The pas de deux are excellent. Damon and Rebecca Sugden as the archetypal ballroom couple are enchanting throughout. But the moment they truly shine is in a mere whisper of a tango — less than a minute in length, that has a sensuousness and spontaneity that bring tears to the eyes.
Other couples are equally outstanding, but it is testament to Gilkison’s abilities as a choreographer that it is the ensemble pieces that send real shivers of excitement down the spine, and which contain so much detail that you’d have to see the show several times to fully appreciate them.
Vocals are an intrinsic part of the show, with Angela Teek more often than not taking an active part in the scenes rather than merely providing backing music, notably in the love triangle rumba sequence to “Light My Fire” that she performs with Gilkison and Roby.
The music and theme are essentially unchanged from the show’s groundbreaking 1999 London premiere, but the end of each tour has seen vigorous brainstorming and choregraphic reworking. Gilkison sees the show’s fluidity as one of its great strengths.

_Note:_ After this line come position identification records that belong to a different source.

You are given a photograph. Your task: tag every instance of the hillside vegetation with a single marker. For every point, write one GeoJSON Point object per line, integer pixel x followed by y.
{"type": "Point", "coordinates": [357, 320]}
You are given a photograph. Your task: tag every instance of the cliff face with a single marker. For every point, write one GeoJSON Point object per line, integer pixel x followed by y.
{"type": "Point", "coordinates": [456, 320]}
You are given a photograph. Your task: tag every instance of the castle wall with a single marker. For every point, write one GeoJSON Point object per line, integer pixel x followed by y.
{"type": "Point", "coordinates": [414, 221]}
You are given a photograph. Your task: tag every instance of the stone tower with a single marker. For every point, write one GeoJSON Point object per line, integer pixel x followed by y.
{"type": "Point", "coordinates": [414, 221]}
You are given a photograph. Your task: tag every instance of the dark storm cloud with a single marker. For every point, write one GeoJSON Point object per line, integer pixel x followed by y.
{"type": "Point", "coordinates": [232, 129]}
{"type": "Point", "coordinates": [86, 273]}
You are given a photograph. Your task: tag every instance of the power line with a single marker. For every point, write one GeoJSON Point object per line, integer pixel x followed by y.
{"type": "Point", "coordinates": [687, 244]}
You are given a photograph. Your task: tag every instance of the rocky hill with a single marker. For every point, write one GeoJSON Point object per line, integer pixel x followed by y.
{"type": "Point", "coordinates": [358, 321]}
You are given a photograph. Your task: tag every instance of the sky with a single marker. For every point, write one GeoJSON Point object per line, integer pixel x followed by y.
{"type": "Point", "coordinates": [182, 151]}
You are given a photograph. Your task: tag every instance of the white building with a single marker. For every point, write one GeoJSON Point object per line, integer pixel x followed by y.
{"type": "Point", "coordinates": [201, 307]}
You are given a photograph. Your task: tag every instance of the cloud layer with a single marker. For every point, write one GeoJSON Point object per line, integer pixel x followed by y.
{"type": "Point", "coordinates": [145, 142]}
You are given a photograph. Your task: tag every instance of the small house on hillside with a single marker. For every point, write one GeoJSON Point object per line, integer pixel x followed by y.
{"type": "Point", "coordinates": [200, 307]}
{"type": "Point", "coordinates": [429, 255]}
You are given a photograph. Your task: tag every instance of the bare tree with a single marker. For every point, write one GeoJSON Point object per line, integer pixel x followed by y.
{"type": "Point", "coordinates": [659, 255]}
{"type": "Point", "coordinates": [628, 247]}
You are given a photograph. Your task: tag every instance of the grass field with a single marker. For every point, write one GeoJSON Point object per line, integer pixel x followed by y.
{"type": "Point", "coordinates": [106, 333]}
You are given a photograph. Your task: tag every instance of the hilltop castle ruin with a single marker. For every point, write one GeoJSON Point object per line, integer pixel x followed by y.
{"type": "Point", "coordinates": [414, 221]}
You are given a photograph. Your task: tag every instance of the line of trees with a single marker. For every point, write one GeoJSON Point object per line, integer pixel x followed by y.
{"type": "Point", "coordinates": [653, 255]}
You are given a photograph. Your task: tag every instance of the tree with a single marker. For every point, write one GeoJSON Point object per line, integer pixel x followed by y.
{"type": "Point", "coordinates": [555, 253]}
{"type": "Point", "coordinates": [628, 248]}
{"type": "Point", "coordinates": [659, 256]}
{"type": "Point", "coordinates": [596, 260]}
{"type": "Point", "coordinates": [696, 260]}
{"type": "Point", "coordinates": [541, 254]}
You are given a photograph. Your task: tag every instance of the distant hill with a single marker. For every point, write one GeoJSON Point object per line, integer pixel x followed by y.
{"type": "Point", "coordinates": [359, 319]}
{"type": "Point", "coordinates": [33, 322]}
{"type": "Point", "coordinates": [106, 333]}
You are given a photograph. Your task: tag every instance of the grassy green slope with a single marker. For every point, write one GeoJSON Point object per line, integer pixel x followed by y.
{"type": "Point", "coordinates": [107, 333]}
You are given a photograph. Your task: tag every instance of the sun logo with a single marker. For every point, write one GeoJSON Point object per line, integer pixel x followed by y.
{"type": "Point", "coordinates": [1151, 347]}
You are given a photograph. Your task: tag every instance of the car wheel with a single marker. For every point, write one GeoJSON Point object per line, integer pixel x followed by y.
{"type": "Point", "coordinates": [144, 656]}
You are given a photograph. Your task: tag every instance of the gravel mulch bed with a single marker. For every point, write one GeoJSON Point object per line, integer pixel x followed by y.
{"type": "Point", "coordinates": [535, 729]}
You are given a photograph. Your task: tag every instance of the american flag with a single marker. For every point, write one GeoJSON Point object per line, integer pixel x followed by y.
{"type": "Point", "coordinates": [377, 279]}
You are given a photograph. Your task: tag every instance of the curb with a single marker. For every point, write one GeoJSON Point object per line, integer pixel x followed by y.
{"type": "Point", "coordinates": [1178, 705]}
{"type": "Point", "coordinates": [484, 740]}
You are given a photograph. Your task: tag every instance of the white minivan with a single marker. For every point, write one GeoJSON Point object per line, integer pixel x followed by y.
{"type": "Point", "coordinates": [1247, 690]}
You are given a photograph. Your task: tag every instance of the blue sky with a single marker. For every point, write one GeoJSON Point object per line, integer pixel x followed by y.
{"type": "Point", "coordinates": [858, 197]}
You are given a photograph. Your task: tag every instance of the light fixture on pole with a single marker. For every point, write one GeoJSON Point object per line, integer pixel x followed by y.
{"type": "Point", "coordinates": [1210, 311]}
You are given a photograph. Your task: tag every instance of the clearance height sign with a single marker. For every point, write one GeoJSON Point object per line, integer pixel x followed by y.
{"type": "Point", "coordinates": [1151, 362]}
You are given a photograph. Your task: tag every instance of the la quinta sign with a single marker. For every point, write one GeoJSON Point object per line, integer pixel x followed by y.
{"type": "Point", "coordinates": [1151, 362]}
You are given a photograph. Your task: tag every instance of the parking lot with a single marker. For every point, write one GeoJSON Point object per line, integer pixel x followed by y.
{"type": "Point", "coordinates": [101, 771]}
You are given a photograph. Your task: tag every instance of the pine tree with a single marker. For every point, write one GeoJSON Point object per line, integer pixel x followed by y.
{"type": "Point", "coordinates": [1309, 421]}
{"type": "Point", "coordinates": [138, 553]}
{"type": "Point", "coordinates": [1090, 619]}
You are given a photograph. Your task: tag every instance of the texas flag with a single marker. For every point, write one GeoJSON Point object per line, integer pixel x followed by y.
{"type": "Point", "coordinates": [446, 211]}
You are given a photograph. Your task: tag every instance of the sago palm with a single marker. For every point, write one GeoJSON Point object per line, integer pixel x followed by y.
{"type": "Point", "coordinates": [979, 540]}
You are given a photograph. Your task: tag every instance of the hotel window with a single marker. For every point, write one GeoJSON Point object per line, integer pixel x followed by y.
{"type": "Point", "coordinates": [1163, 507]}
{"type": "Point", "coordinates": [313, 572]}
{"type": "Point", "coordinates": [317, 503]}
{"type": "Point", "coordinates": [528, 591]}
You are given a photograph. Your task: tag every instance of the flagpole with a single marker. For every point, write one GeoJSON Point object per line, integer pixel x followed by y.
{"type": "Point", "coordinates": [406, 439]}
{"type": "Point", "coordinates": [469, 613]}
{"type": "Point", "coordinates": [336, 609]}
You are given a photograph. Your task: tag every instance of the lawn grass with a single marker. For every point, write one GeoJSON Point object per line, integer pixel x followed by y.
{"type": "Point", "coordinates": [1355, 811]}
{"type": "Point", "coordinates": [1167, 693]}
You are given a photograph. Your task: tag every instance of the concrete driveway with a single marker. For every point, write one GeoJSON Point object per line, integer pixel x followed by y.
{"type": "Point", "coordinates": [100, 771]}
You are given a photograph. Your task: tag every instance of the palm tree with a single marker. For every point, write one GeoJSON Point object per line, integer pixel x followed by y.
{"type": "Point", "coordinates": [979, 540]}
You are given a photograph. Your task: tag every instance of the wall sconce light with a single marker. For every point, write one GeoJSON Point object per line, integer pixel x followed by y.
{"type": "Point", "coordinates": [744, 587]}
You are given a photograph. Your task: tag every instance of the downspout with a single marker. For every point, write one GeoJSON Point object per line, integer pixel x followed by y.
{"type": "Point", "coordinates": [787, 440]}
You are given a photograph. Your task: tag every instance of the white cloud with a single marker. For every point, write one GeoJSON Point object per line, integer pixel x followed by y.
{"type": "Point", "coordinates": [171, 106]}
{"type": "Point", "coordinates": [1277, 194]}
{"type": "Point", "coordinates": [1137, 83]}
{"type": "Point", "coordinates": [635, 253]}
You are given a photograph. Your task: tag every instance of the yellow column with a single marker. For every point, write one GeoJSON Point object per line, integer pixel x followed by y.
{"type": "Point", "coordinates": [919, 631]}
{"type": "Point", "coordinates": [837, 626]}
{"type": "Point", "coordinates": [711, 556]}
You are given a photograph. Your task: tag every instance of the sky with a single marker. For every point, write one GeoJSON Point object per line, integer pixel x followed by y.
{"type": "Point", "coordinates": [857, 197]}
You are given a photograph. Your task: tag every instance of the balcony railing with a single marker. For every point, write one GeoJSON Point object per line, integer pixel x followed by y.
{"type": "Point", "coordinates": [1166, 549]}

“Our dancers get restless, and they voice when they’re restless and say, ‘OK, well maybe it’s time for this number to go, because we’ve taken it as far as we can go. Let’s reinvent tango,’ or ‘Let’s focus on the new cha-cha number.’ And they see something, they go to a show, and the next day they come in and they go, ‘Guess what? We got this idea,’ and the producer goes white! But in the end it’s always worth it,” he said.
This gives a wonderful spontaneity to the performance, which less resembles a show than a fiesta. The dancers appear totally at ease with the choreography of the latest version of the show, which opened in Australia earlier this month, and their energy is so infectious it took this writer a lot of restraint to resist the urge to jump up and shimmy along with them.
“Every night the energy just seems to get higher and higher,” says Gilkison. “Onstage [the dancers] are quite unpredictable — you never know when someone’s going to jump into the audience!”
Gilkison has striven to display the dancers’ individuality and in choreography, he has struck a delicate balance — providing just enough uniformity in group numbers to create an image of cohesion, while allowing each performer to dance in the way the music tells them, competing among themselves to catch the audience’s eye.
“Dance Evolution” is an apt term, since the dancers have themselves developed with the show and truly made it their own. “When we first all came together — ‘Burn the Floor’ in London with Anthony [Van Laast, Gilkison’s predecessor as choreographer] — we must have been to him like 36 programmed robots,” Gilkison recalls. “We all had black hair and we all had tanned skin. And we were all in this kind of ballroom dancing uniform at rehearsal. And I remember him going, ‘We’ve got to change this! We could have done the same thing with six people and a lot of mirrors!’ And slowly, everyone’s personality started to come out — that was exciting for us. And it’s exciting for us to see now when new people join, they go through that same process.
Passing through the cast wardrobe backstage after the interview, I catch sight of the “Fantasy Waltz” dresses. “Are those the dresses with the lights underneath?” I ask.
“Those were the dresses with the lights underneath,” Jason says ruefully. The decision to take the lights out was apparently made after one of the costumes started smoking on stage. I guess that’s the price you pay for being so darn hot!